The disruption of supply chains caused by the COVID-19 pandemic is leading U.S. companies to rethink their manufacturing operations. We relearned an old lesson – agility is vital.

Companies are examining if they have the capacity to move manufacturing processes and systems online so work can continue in different locations, or if they are able to pivot and manufacture products that are needed now in addition to or in place of their products for which demand is very low. Additive manufacturing (AM), or 3D printing, can help suppliers adjust and meet the need for on-demand production.

The AM industry is maturing. By the end of 2020, the global industry is expected to be worth more than $15 billion. By 2025, the market is predicted to rise to $47 billion. The U.S. is the world’s leader with the most installed industrial AM systems. The federal government is supporting AM research in an effort to drive innovation, strengthen the supply chain and outpace global competitors. While these activities play out, the Pittsburgh region is establishing itself as a leader in AM, anchored by its universities and in partnership with industry, government and the region’s nonprofits and foundations.

AM presents many opportunities and challenges.
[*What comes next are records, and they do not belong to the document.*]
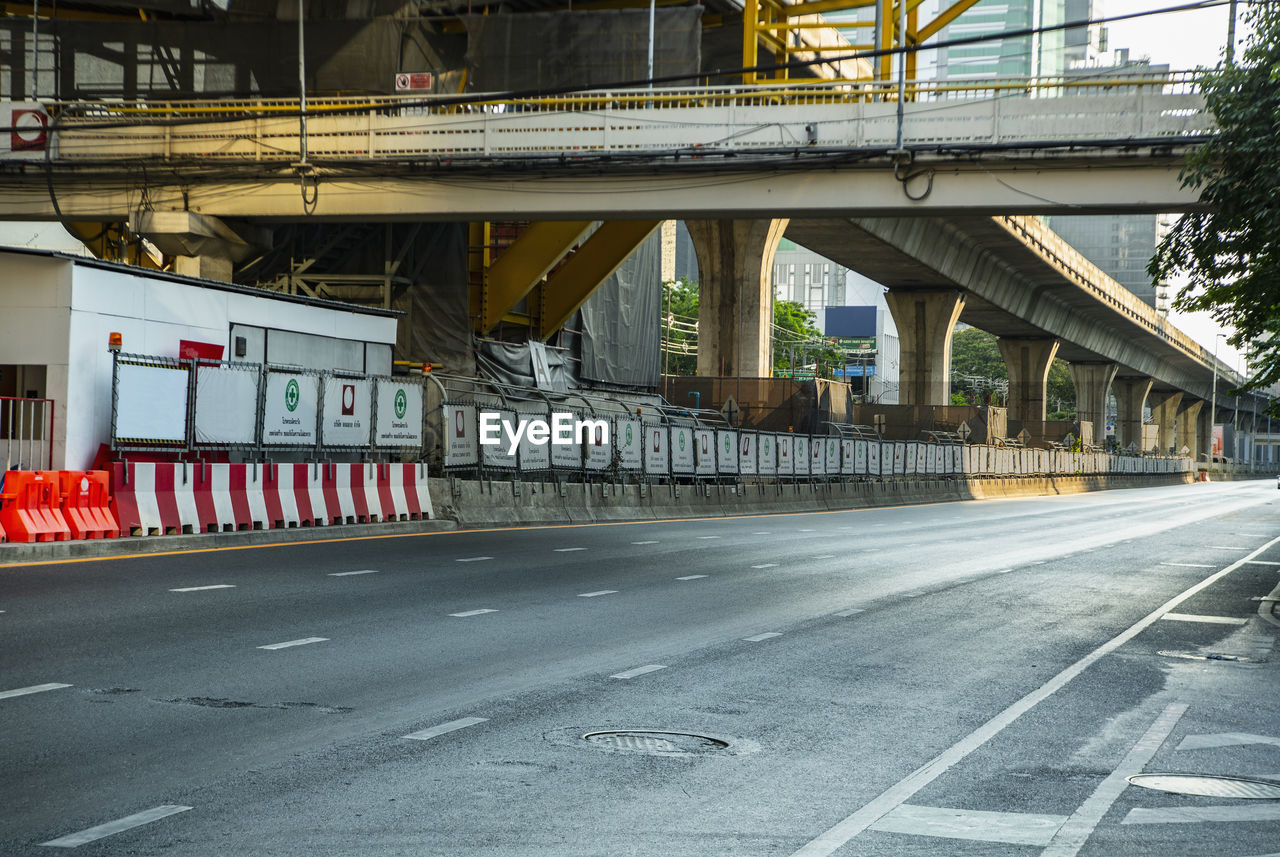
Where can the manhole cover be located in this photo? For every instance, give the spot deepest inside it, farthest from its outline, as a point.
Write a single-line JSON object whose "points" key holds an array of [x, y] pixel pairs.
{"points": [[645, 741], [1208, 786]]}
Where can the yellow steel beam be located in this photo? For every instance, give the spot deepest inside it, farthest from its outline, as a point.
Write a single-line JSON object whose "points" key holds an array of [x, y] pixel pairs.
{"points": [[944, 18], [522, 265], [588, 267], [113, 242]]}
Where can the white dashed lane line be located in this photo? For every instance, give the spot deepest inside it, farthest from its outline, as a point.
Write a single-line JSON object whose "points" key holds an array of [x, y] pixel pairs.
{"points": [[119, 825], [33, 688], [291, 644], [444, 728], [639, 670]]}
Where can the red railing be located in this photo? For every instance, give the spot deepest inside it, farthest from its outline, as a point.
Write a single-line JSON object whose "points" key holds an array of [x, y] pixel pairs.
{"points": [[26, 434]]}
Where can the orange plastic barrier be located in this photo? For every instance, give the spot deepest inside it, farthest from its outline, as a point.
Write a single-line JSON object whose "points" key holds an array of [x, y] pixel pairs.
{"points": [[86, 498], [28, 507]]}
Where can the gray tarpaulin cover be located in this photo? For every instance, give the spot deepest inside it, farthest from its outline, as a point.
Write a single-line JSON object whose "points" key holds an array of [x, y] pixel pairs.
{"points": [[621, 322], [554, 49]]}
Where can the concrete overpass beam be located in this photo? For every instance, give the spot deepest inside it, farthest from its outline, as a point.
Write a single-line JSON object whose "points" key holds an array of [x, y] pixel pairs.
{"points": [[1188, 426], [926, 320], [735, 264], [1092, 388], [1164, 411], [1028, 362], [1130, 399]]}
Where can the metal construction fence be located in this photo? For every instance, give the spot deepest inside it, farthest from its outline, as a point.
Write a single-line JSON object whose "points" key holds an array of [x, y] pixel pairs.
{"points": [[26, 434], [577, 444], [160, 403]]}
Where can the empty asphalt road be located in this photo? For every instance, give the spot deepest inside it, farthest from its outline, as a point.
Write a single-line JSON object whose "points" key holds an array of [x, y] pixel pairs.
{"points": [[970, 678]]}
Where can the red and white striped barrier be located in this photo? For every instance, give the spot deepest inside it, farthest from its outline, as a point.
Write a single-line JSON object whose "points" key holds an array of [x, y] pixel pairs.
{"points": [[174, 498]]}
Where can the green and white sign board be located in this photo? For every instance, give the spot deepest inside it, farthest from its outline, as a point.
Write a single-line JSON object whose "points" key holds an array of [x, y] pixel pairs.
{"points": [[289, 409]]}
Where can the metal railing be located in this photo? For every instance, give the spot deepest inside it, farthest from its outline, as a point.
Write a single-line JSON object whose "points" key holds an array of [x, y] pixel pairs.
{"points": [[26, 432]]}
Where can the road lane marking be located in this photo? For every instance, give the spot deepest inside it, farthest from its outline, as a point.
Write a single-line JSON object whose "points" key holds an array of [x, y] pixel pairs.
{"points": [[33, 688], [1010, 828], [639, 670], [305, 641], [1203, 814], [444, 728], [839, 834], [119, 825], [1077, 830], [1189, 617]]}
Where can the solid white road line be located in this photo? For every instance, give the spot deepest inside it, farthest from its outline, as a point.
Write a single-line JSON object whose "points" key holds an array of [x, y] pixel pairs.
{"points": [[1189, 617], [119, 825], [639, 670], [444, 728], [1202, 814], [1011, 828], [835, 838], [1072, 835], [305, 641], [33, 688]]}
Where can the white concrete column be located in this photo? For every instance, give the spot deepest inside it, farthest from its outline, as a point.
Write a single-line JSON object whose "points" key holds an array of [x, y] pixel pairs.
{"points": [[926, 320]]}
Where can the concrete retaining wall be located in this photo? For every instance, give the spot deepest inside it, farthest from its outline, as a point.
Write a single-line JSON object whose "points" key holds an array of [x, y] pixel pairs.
{"points": [[492, 503]]}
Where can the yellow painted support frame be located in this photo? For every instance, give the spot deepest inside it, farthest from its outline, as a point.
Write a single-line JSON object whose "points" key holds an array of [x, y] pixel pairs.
{"points": [[588, 267], [524, 265]]}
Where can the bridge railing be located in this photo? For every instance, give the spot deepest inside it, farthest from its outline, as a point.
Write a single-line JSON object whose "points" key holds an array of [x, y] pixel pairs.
{"points": [[639, 124]]}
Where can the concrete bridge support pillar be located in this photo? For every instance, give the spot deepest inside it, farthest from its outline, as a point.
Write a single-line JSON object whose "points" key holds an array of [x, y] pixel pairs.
{"points": [[1092, 388], [1164, 411], [926, 321], [1130, 399], [1028, 362], [735, 282], [1188, 425]]}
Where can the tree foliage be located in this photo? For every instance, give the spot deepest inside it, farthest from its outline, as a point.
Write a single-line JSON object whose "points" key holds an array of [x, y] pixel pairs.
{"points": [[1232, 251]]}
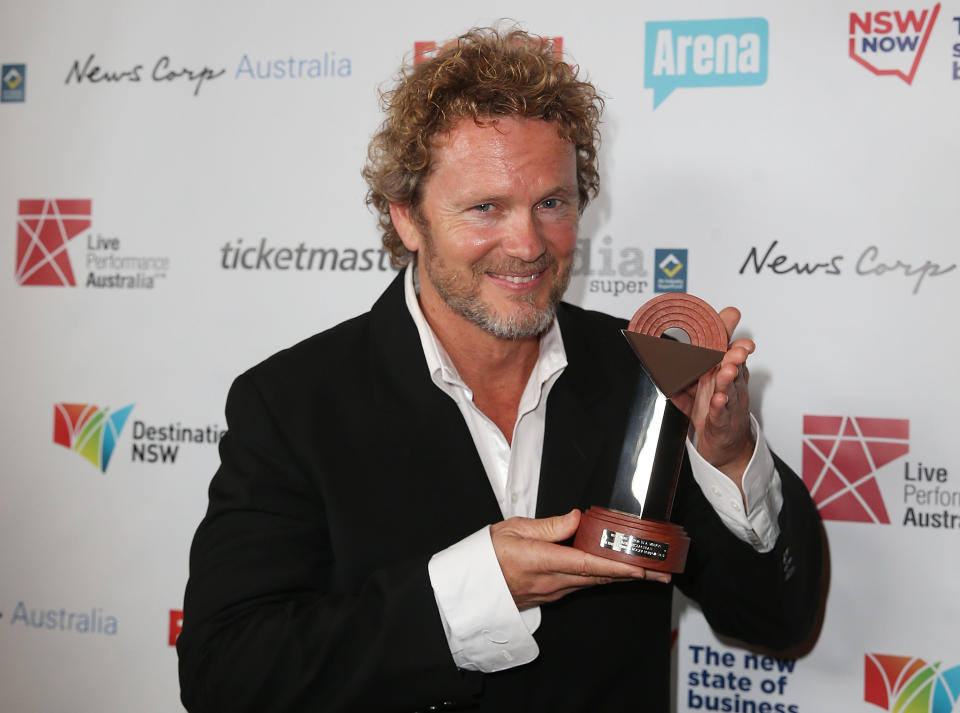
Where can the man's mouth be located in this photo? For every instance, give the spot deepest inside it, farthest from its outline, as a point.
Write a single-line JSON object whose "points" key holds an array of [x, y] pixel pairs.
{"points": [[517, 279]]}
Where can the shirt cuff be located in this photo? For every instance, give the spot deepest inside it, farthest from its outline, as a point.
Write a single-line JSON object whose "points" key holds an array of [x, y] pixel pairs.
{"points": [[485, 630], [758, 525]]}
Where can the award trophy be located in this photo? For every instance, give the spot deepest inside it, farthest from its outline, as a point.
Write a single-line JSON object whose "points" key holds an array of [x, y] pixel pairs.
{"points": [[636, 528]]}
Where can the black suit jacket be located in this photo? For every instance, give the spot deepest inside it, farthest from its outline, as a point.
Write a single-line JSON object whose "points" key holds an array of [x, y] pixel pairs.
{"points": [[345, 469]]}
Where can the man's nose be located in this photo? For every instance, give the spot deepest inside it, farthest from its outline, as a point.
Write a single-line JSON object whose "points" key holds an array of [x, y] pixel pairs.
{"points": [[524, 239]]}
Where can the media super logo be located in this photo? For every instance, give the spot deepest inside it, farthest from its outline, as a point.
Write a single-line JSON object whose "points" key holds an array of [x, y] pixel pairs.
{"points": [[891, 42], [89, 430], [903, 684], [704, 53], [44, 227], [841, 456]]}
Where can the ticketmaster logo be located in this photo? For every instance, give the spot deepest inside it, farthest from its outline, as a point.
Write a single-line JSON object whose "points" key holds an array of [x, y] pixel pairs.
{"points": [[840, 458], [89, 430]]}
Reshoring supply chains enables manufacturing growth, but what works in the long and short term? What factors affect costs and timing? Is product integrity maintained? Answering these questions can be difficult, and innovators must collaborate.

Empowered through collaboration, Carnegie Mellon University has become a world leader in AM. Our Next Manufacturing Center leverages knowledge from across disciplines to develop a holistic approach to AM that includes design optimization, materials selection and characterization, process parameter mapping, software development, final part inspection and qualification, as well as the application of computational methods, data analytics, computer vision and machine learning. The Center has an engaged on-campus community that includes 100 faculty, post-docs, students and staff. It is strengthened by a diverse set of Consortium members and nearly 100 yearly interactions across industry, government and academia.

Our fundamental and applied research in 3D printing of metals, ceramics, polymers, biomaterials and electronics is of great interest to industry, especially our work in metals. The 3D metal AM process is an extremely sophisticated one. It requires specialized machines that fuse metal feedstock typically in the form of powders in either a laser powder bed or an electron-beam powder bed. Carnegie Mellon is one of a few academic institutions in the nation that has both types of metal 3D-printing capabilities.

Our approach is comprehensive. In addition to engineering, we are making contributions in technology commercialization, policy, security, education and workforce development.

The demand for training in the operation of AM equipment is rapidly increasing. As companies make the decision to incorporate or outsource AM for prototyping and/or manufacturing of products, the need for appropriately skilled technicians, operators and engineers becomes immediate. At the same time, the lack of available workforce has been identified as one of the greatest barriers to adoption and implementation of AM. The Next Manufacturing Center is providing engineering students the opportunity to develop AM knowledge and skills that will set them apart when they graduate and compete for jobs in the AM field.

We are building a new workforce through education. We offer undergraduate courses and a Master’s degree that gives students hands-on experience designing, adapting and building parts using AM technologies. To support those already in industry, the Next Manufacturing Center offers workforce training, including introductory and part-specific course sessions for technical industry professionals, as well as opportunities to work with our AM experts on design and manufacturing issues in the university’s state-of-the-art facilities.

Now is the time to seize additive manufacturing’s momentum, and the voice of industry will determine the rise of new markets and jobs.